Fica coberta toda a primeira metade do século XVIII. E deixam-se abertos os caminhos e as
sugestões metodológicas para estudos que visem prosseguir a descoberta das
circunstâncias e dos agentes da produção, do comércio e do transporte na segunda
metade da centúria, com indicação das possíveis continuidades e roturas no processo.
Se o século XVIII foi decisivo na fixação da imagem de marca e de prestígio do vinho
produzido no Douro e exportado pelo Porto, o anterior e os posteriores não o são menos.

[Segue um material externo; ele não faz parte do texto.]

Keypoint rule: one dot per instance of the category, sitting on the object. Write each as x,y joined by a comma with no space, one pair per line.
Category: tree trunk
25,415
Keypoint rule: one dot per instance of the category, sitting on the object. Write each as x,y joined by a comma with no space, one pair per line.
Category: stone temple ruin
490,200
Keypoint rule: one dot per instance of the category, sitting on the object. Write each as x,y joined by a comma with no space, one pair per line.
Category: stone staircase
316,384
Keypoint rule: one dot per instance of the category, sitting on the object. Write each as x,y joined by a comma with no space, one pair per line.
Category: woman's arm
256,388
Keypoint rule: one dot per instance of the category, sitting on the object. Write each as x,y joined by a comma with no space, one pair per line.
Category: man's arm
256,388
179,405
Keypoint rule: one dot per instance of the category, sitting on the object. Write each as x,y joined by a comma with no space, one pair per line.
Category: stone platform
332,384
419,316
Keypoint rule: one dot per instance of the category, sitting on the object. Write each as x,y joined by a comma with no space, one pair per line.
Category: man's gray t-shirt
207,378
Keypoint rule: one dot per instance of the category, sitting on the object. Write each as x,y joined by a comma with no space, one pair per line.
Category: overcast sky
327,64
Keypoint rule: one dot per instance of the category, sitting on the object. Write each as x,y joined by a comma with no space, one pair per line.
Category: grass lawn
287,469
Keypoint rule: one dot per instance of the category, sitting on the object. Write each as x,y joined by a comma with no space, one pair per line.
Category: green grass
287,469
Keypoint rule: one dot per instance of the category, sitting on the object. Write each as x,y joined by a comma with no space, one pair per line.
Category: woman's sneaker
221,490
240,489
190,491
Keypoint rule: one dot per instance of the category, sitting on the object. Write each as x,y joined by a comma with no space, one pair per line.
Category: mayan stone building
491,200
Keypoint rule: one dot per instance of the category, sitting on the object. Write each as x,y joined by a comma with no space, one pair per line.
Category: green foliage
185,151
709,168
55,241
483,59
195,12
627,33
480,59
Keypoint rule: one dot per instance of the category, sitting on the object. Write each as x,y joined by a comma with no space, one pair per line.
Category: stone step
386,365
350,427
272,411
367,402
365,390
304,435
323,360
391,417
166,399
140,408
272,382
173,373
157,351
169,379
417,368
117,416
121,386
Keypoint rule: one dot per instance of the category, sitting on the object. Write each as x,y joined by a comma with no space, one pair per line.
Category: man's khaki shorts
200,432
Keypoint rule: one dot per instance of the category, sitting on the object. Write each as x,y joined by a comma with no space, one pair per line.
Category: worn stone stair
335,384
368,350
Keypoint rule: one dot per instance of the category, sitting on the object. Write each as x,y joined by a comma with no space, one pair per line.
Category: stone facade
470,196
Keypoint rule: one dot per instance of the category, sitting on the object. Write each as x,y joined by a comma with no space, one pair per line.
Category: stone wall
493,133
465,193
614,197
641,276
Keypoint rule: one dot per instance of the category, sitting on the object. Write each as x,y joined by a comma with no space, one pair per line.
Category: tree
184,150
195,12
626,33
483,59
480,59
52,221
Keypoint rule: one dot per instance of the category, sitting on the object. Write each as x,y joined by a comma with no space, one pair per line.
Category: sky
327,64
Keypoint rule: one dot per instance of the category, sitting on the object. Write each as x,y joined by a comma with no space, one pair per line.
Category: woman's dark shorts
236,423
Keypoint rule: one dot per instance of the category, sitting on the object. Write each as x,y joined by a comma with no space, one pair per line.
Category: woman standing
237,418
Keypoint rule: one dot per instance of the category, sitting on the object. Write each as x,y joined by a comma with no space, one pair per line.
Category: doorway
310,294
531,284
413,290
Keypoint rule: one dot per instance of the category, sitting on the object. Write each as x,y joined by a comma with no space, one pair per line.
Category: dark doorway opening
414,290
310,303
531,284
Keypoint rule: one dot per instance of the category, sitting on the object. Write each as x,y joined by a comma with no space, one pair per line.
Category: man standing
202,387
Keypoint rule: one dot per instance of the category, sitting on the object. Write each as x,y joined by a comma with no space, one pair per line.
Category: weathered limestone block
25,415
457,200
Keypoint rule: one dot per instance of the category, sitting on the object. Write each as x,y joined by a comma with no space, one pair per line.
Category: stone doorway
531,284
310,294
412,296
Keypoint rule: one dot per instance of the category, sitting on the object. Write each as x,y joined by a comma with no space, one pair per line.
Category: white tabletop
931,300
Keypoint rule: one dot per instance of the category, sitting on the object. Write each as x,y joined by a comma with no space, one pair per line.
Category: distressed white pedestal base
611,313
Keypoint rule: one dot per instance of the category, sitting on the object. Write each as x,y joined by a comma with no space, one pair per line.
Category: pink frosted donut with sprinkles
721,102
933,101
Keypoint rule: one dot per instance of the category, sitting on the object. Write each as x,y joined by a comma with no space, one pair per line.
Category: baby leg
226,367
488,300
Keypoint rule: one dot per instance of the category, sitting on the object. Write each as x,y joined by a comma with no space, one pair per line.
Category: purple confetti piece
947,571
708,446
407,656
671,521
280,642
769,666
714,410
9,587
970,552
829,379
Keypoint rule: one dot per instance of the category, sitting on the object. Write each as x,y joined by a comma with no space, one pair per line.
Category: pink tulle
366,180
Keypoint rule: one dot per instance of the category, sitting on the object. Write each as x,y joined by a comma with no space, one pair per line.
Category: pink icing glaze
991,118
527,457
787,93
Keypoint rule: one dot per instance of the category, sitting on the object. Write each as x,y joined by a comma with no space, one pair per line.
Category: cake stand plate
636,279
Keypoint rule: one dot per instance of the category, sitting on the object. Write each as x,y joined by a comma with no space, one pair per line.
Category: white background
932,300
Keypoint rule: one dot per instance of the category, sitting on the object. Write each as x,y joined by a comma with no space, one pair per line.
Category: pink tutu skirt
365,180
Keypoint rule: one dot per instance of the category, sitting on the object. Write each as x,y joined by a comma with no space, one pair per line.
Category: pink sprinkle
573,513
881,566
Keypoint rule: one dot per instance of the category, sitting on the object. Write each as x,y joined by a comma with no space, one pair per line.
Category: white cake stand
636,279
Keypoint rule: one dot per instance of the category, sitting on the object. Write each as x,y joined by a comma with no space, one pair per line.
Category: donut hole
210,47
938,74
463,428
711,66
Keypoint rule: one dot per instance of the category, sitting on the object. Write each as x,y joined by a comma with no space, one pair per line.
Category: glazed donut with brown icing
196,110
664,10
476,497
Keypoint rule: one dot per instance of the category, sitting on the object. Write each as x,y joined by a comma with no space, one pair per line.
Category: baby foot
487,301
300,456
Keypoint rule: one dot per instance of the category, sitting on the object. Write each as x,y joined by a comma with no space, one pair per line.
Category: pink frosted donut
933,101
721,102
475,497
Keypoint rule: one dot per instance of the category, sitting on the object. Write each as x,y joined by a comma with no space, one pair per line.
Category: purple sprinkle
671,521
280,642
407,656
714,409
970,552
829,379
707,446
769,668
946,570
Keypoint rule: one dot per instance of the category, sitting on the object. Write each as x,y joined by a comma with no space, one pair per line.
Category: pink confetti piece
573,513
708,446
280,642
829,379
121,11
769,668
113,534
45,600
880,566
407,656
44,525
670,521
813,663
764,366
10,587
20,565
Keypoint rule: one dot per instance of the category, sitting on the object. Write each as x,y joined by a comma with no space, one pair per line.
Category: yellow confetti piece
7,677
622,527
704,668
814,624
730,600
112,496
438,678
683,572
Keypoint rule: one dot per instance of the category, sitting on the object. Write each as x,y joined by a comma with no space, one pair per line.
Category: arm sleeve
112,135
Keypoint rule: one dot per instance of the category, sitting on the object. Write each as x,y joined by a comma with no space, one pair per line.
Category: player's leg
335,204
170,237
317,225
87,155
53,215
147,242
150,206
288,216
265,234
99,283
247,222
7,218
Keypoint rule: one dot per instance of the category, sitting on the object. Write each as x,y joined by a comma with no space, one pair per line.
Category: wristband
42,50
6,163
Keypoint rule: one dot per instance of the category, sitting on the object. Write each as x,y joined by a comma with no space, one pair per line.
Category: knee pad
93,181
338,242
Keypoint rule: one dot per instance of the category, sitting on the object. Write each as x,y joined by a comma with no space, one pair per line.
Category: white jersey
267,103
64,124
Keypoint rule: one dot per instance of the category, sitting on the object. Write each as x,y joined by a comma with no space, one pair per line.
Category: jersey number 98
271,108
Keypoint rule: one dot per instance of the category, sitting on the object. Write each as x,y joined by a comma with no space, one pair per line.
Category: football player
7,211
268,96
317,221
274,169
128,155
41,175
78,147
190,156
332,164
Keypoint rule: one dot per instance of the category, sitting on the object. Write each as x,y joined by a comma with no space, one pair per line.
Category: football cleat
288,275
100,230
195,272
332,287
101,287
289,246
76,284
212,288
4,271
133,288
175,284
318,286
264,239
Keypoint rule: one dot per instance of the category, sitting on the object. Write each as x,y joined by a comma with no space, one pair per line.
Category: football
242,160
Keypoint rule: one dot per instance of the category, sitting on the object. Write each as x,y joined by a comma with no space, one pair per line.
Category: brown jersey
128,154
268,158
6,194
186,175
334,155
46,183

E sobre cada um deles muito há ainda para investigar não só no domínio da história
mas também no da ciência de feitura do vinho e dos caminhos que levaram e levam à
excelência do produto.
Na dupla qualidade de Coordenador de uma vasta equipa, que é o GEHVID, e de coorientador
da dissertação congratulo-me com os resultados do trabalho e com a sua publicação, na
expectativa de que se trata tão só de um ponto de partida.